I don’t usually think of it like that, but ‘hiking’ for me is mostly ‘bushwacking’. I primarily use trails for transportation and occasionally while hiking with other people (and then I prefer the surface as unprepared as possible). I’ve gotten plenty of weird looks actively avoiding trails in our tiny patches of forest here in Denmark.
I find that experiencing nature from a trail feels akin to experiencing wild animals in the zoo, in that there is a distance/separation, and a lack of the sensory stimuli and visceral experience that you get off trail. Those stimuli are an essential part of why hiking is so important to my mental health.
This model helped me understand the royal asskicking I got on a hike two weeks ago, having to cut short a 3-day trip after 2 days. I was in Tresticklan national park in southern Sweden, mostly off trail, and it is the most strenuous hike I have ever experienced.
In preparation for a trip next summer, where I plan to hike somewhat similar terrain and consider bringning a packraft, I’m assessing realistic distances. My ambition on this trip was to test if I could do three successive 20km days offtrail in this kind of terrain, and I didn’t manage one! I intentionally chose difficult terrain, pushed harder and was more careless than I am on longer treks, but was never more than ~5km from my car. The challenge was real, but the consequences of pushing too hard were minor – the right kind of setting to test my limits imo.

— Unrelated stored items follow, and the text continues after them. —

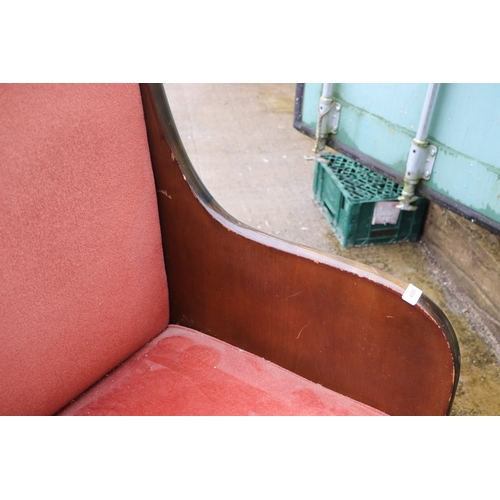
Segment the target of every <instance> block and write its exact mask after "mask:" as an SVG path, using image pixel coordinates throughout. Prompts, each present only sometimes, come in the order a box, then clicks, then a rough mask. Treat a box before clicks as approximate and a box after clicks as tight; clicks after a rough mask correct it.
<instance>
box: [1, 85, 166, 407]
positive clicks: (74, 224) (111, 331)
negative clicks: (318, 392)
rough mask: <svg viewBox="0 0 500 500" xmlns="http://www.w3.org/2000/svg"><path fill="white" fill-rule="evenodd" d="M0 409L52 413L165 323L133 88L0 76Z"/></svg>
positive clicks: (155, 199)
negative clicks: (0, 290)
mask: <svg viewBox="0 0 500 500" xmlns="http://www.w3.org/2000/svg"><path fill="white" fill-rule="evenodd" d="M0 109H1V113H0V232H1V241H0V280H1V291H0V318H1V323H0V414H3V415H22V414H52V413H54V412H55V411H57V410H58V409H60V408H61V407H62V406H64V405H65V404H66V403H68V402H69V401H70V400H71V399H72V398H74V397H76V396H77V395H78V394H80V393H81V392H82V391H84V390H85V389H86V388H87V387H89V386H90V385H91V384H93V383H94V382H96V381H97V380H98V379H99V378H100V377H102V376H104V375H105V373H106V372H108V371H109V370H111V369H112V368H113V367H114V366H116V365H118V364H119V363H121V362H122V361H123V360H125V359H126V358H127V357H128V356H130V355H131V354H132V353H133V352H135V351H136V350H137V349H138V348H139V347H141V346H142V345H144V344H145V343H146V342H147V341H149V340H150V339H151V338H153V337H154V336H155V335H157V334H158V333H160V332H161V331H162V330H163V329H164V328H165V327H166V325H167V324H168V319H169V311H168V292H167V284H166V277H165V271H164V264H163V255H162V247H161V235H160V227H159V222H158V212H157V201H156V192H155V187H154V180H153V174H152V170H151V160H150V155H149V149H148V141H147V136H146V128H145V124H144V116H143V109H142V102H141V95H140V90H139V86H138V85H72V84H66V85H0Z"/></svg>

Day one wasn’t very hard, interspersing on-trail, mostly easy off-trail and packrafting a lake. I could really have used a bivy though, ending up with the worst pitched tent I’ve ever had. Undoubtedly the somewhat subpar sleep I got influenced day two, strong winds and heavy rains didn’t help, and I wasn’t as mindful of eating and drinking as I should have been. But I’ve endured bad weather, bad sleep and bad hydration/nutrition before without a crash like this.

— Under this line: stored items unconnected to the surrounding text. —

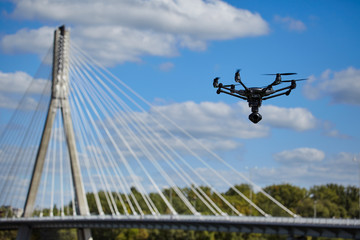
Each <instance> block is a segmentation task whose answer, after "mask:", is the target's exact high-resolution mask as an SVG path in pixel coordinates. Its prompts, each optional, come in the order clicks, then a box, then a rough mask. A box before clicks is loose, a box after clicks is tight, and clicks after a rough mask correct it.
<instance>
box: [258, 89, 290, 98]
mask: <svg viewBox="0 0 360 240" xmlns="http://www.w3.org/2000/svg"><path fill="white" fill-rule="evenodd" d="M290 92H291V90H289V91H286V92H283V93H279V94H275V95H272V96H269V97H264V98H263V100H267V99H270V98H274V97H278V96H281V95H285V94H286V95H289V94H290Z"/></svg>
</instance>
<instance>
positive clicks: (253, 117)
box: [249, 107, 262, 123]
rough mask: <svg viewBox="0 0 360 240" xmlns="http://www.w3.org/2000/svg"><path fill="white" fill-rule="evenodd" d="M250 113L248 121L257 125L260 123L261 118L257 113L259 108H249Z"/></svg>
mask: <svg viewBox="0 0 360 240" xmlns="http://www.w3.org/2000/svg"><path fill="white" fill-rule="evenodd" d="M251 111H252V113H251V114H250V115H249V120H250V121H252V122H253V123H258V122H260V121H261V119H262V116H261V114H260V113H259V108H258V107H252V108H251Z"/></svg>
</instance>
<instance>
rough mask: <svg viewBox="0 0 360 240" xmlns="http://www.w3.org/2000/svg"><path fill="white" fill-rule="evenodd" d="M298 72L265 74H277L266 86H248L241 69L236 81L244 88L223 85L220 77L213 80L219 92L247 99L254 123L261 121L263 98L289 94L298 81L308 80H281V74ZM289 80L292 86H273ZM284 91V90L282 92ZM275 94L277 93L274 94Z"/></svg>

Day two started completely off trail, and only by pushing hard did I manage to keep a 1.6km/h (1mile/h) average, hitting my “morning break” spot by lunchtime completely exhausted. I spent almost 3 hours in my tent there. Some of that was getting dry and fed, but much of it was simply resting after hours of (unexpected) cognitive strain. After that, I decided to get to a trail and end the evening by my car (I also switched from paper map to smartphone navigation).
Interestingly, although it took several hours to get back on trail, as soon as I hit the trail again, I averaged 5-6.5km/h (3-4miles/h) for several hours. My ‘regular’ hiking stamina wasn’t significantly compromised, and the cognitive load almost disappeared.
I think what surprised me was two things:
- How hard the terrain actually was. I know offtrail can be hard, but I definitely have to improve my understanding of the interplay of VD, MI and HP and how that translates to actual terrain BDR.
- The mental exhaustion. A combination of constant vigilance at every step, constant assesment of routes to take and a change of terrain every 10-20 minutes burned cognitive energy much much faster than I expected.
The framework helps me break down the 1 and understand the 2.
- Brush work was often more intense than I usually encounter.
- Impedance work was very very intense.
- Hazard work was pretty much constant.
A few takeaways for me:
- Combining brush, impedance and hazard work can increase dificulty exponentially.
- Changing terrain presents an additional element of resistance. Terrain with significant impedance work still allows a kind of rythm after a while; in hazardous terrain you can get pretty focused on the relevant hazard etc. But regularly changing the type of obstacle or hazard ‘resets’ that.
- The demands on your physiology get increasingly varied with higher BDR grade. This makes it more likely that your weaknesses are exposed, and you have to plan distances more with an eye to weaknesses than strengths.
- Marsh presents a physical resistance that I find very distinct to the resistance from pushing through brush. The act of pulling your feet from the marsh (if you’re unfamiliar with it, think thick mud with treacherous vegetation cover) can be understood well within the model, but I think a valuable expansion of this article would be more varied examples of terrain.
- Pack weight gets exponentially more important as BDR goes up. I had a 15kg backpack (packraft + a slew of gear for testing), and I could feel every kg of that pushing my feet into the marsh.